Seuls, les pigeons voyageurs fonctionnent régulièrement malgré le bombardement, la poussière, la fumée ou la brume, et apportent, dans un délai relativement court, des précisions sur la situation des troupes engagées.
Grâce à eux, le commandement est toujours exactement informé et reçoit à temps les appréciations et les demandes des exécutants. On conçoit, dès lors, l’importance que le commandement français a pu attacher à l’emploi du pigeon voyageur comme agent de transmission au cours de la Grande Guerre.
Le pigeon voyageur dans la Grande Guerre.
Pendant la dernière guerre, c’est dans l’armée française qu’est née l’idée d’utiliser le pigeon voyageur sur la ligne de feu, l’organisation par pigeons voyageurs qui permirent d’établir les liaisons entre les troupes en première ligne et le commandement.
Ces liaisons ont pu fonctionner malgré les bombardements les plus violents, malgré les nappes de gaz et les obus asphyxiants. Les rapports fournis à la suite des différentes et importantes opérations engagées, tant à Verdun que sur la Somme et qu’en Champagne, ont fait ressortir d’une façon indiscutable la valeur de ce volatile comme agent de liaison pendant le combat.
C’est ainsi que du 2 au 5 juin 1916, les messages adressés par le Commandant Raynal ont permis de suivre les efforts de l’héroïque garnison du fort de Vaux ; que du 21 au 23 juin, lors d’une puissante attaque par les Allemands alors que toutes les communications téléphoniques étant détruites, des barrages d’artillerie interdisant l’accès du terrain aux coureurs, le commandant d’une unité engagée a recours aux pigeons pour obtenir les renforts nécessaires ; qu’au cours de la bataille de Verdun, deux pigeons ont porté chacun 7 messages importants, un grand nombre d’autres ont été atteints mais ont cependant rempli leur mission, et que plusieurs d’entre eux sont rentrés au colombier à demi-éventrés.

- Aux Colombophiles Morts pour la France Au Pigeon de Verdun
- Plaque apposée sur le Fort de Vaux
| De ce fort est parti pendant la bataille de Verdun, le 4 juin 1916, le dernier pigeon voyageur du Commandant Raynal (N° 787-15) portant le message suivant : « Nous tenons toujours mais nous subissons une attaque par les gaz et les fumées très dangereuses. Il y a urgence à nous dégager. Faites-nous donner de suite communication optique par Souville qui ne répond pas à nos appels. C’est mon dernier pigeon ». Le pigeon accomplit sa mission et a obtenu la citation suivante : « Malgré des difficultés énormes résultant d’une intense fumée et d’une émission abondante de gaz, a accompli la mission dont l’avait chargé le Commandant Raynal, unique moyen de communication de l’héroïque défenseur du Fort de Vaux.
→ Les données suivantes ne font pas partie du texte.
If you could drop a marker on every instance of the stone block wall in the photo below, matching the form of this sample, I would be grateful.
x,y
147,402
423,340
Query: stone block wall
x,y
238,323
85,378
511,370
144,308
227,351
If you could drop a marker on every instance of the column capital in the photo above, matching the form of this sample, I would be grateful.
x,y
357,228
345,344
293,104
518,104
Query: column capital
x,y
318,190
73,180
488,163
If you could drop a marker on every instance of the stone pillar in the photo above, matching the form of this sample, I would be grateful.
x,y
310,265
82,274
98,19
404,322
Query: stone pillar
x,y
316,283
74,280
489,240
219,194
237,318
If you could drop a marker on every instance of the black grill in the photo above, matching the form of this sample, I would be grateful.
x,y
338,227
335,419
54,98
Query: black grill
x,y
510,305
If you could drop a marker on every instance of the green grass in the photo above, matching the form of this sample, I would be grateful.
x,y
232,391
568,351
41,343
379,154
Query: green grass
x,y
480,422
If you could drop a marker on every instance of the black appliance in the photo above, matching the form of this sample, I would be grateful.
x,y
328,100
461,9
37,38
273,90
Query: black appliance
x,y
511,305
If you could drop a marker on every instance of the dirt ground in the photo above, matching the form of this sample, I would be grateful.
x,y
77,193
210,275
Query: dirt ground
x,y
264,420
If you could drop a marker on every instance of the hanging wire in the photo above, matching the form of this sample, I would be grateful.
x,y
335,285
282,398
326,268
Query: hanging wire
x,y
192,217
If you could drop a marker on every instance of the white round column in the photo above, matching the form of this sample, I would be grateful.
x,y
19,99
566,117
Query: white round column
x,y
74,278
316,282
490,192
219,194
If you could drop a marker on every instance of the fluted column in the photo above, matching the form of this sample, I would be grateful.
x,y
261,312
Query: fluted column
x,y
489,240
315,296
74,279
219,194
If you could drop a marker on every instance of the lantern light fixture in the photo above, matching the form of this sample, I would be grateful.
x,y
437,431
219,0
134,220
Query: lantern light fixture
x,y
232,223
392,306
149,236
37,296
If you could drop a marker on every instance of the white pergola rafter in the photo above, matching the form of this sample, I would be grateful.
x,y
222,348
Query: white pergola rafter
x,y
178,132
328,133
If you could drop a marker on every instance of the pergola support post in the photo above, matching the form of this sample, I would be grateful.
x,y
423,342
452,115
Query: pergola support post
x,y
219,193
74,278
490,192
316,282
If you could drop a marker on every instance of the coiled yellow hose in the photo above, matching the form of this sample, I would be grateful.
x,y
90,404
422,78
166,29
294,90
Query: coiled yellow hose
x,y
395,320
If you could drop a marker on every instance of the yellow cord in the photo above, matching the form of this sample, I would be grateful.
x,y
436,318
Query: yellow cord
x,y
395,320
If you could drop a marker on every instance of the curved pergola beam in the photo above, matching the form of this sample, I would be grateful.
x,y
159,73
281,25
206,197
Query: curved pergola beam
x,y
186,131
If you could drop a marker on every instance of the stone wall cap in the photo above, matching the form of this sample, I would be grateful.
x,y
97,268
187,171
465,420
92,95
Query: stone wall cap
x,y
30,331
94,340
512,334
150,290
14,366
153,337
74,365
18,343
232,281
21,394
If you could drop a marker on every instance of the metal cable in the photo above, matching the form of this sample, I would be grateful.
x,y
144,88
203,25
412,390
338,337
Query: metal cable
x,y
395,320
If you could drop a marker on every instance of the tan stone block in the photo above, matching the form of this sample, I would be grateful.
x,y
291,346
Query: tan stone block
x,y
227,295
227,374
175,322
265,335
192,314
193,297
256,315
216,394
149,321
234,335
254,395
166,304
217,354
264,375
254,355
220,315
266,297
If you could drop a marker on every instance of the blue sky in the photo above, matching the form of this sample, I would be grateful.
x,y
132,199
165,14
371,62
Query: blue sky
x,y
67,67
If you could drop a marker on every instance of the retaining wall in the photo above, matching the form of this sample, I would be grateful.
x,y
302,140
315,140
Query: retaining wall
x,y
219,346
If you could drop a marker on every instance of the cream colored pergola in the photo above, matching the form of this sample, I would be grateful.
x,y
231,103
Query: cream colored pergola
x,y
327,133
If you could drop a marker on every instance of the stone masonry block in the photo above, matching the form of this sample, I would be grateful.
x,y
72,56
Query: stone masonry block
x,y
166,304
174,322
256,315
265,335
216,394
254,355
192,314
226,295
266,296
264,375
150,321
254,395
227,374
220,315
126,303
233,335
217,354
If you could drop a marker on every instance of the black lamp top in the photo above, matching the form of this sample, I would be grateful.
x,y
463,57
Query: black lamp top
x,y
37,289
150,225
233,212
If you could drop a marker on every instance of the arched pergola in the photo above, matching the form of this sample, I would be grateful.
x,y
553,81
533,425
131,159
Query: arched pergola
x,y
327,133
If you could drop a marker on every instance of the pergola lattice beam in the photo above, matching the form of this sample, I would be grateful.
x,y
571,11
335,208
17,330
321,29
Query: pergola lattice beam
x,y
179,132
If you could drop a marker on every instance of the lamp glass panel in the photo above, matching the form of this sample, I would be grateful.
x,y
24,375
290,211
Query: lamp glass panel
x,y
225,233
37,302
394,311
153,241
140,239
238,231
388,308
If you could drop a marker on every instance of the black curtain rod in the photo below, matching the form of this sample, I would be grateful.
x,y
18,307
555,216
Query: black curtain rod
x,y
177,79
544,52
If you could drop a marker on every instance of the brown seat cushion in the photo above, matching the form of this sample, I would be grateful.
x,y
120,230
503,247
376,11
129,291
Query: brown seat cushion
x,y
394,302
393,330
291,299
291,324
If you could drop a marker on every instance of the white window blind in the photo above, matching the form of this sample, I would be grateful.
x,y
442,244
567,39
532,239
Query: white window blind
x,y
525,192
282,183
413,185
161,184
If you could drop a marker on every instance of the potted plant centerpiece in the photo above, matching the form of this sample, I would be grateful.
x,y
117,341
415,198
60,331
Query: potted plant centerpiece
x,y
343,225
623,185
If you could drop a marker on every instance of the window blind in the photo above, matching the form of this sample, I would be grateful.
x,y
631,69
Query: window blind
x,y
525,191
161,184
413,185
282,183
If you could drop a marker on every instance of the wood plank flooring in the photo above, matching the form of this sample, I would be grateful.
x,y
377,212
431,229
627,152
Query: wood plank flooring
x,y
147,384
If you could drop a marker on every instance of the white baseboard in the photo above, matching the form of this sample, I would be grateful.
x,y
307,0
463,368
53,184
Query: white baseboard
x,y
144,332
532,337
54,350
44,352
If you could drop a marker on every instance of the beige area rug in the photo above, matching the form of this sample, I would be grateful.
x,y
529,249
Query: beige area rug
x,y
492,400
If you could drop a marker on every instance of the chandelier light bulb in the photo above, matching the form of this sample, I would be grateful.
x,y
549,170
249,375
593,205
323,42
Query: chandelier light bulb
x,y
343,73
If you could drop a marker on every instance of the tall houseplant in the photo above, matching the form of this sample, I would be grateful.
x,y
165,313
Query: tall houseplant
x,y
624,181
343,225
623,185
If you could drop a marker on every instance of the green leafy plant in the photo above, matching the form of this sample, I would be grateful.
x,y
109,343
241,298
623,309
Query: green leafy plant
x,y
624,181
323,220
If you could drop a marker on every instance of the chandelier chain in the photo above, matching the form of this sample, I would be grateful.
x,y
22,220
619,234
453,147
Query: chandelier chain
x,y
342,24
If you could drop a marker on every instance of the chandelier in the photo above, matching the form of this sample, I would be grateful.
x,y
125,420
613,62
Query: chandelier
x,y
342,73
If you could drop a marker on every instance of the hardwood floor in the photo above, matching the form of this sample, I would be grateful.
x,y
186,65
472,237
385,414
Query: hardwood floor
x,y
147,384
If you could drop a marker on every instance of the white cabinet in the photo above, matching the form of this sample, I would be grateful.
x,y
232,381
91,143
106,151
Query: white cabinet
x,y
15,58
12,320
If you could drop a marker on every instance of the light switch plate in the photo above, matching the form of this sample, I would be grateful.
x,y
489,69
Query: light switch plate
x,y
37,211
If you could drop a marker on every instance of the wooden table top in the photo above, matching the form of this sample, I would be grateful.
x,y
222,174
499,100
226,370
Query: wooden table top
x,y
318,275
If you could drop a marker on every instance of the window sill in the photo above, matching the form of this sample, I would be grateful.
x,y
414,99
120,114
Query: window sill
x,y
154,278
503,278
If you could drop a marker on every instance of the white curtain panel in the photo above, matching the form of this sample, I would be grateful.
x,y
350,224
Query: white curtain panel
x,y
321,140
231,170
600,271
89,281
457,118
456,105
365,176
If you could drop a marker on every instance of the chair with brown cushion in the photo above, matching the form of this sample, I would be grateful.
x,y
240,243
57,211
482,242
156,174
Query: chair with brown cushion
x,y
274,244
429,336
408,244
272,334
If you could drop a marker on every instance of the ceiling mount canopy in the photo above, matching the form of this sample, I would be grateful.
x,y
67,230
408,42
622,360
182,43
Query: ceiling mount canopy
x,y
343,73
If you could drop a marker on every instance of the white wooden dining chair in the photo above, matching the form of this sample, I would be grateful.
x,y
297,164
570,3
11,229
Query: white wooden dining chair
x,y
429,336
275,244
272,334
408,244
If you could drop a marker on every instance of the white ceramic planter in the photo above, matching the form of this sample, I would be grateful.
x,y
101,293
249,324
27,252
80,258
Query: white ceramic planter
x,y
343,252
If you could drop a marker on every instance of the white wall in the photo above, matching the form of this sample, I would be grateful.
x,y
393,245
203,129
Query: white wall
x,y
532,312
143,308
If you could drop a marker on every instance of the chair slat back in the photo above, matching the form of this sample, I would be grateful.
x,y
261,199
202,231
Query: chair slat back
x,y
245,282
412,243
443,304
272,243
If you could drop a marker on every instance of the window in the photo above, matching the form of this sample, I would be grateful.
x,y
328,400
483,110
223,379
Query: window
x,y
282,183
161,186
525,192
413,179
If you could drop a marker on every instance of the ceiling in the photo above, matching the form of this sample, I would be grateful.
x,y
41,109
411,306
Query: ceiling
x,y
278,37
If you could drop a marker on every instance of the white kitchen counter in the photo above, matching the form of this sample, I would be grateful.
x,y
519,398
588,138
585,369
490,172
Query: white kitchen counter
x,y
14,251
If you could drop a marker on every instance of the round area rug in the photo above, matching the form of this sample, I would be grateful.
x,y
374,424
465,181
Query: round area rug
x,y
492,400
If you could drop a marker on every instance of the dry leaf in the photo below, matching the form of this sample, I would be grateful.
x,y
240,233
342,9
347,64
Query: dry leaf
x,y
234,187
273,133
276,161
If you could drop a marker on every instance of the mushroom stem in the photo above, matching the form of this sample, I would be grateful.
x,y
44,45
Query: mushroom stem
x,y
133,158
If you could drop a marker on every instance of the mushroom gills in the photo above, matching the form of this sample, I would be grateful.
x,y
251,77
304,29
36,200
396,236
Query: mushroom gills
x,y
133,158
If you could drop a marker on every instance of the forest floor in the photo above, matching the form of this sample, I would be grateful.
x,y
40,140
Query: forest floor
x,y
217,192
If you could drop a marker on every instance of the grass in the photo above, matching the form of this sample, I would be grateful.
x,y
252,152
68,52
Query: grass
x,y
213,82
A transmis les derniers renseignements qui aient été reçus de cet officier. Fortement intoxiqué, est arrivé mourant au colombier ». Diplôme de Bague d’Honneur « Cette plaque a été érigée par souscription des Sociétés Colombophiles de France, par les Amis des Pigeons Voyageurs et par les soins du « Pigeon de Verdun », société colombophile de Verdun, et inaugurée le 24 juin 1929 ». |
Dans les opérations de 1918, ces volatiles se sont particulièrement distingués. Le 15 juillet, à l’attaque allemande de Champagne, malgré le bombardement violent auquel furent soumis les arrières du front, les liaisons par pigeons ont fonctionné d’une façon parfaite. Grâce à elles, l’avance de l’ennemi a été suivie pas à pas et les postes disséminés dans la zone de couverture ont pu ainsi rendre compte qu’ils avaient accompli leur mission héroïque.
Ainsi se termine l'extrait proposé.